Estender esse modelo de comercialização às centrais eólicas é, assim, uma das boas ideias que podem dar maior segurança aos investidores que apostam no setor. Outra é construir novos empreendimentos que misturem aerogeradores com PCHs ou com placas solares, de modo a ganhar eficiência e driblar a perigosa dependência de um único recurso natural. “Essa é, a meu ver, a terceira fase da eólica: pesquisa em torno dos temas que estão faltando para consolidar a fonte no Brasil e não só torná-la competitiva, mas deixá-la em consonância com o sistema elétrico brasileiro”, resume Street.

A pedido da Abeeólica, o professor da PUC-Rio – em parceria com um colega docente da mesma instituição – vem construindo uma rede para colocar em contato universidades, centros de pesquisa privados e a indústria de energia eólica, sempre em nome da inovação.
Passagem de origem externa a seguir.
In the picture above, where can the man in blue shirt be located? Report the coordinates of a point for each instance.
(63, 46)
Em linhas gerais, o objetivo dessa rede é encontrar pessoas que pensem em novos modelos de negócio e aprimorem tecnologias adaptadas às condições brasileiras. Criar um centro de pesquisas e de testes para desenvolver equipamentos faz parte desses projetos. Enfim, facilitar o atendimento das demandas desse setor energético que tende a crescer muito num futuro próximo. “Grande parte do financiamento das pesquisas vai vir da própria indústria”, diz Street. Ele também destaca a escassez de engenheiros elétricos e de outros profissionais capacitados para trabalhar no setor. Atualmente, o Brasil já tem cerca de 70% de sua matriz energética baseada em recursos renováveis. Pelo andar dos ventos, essa proporção tende a crescer ainda mais.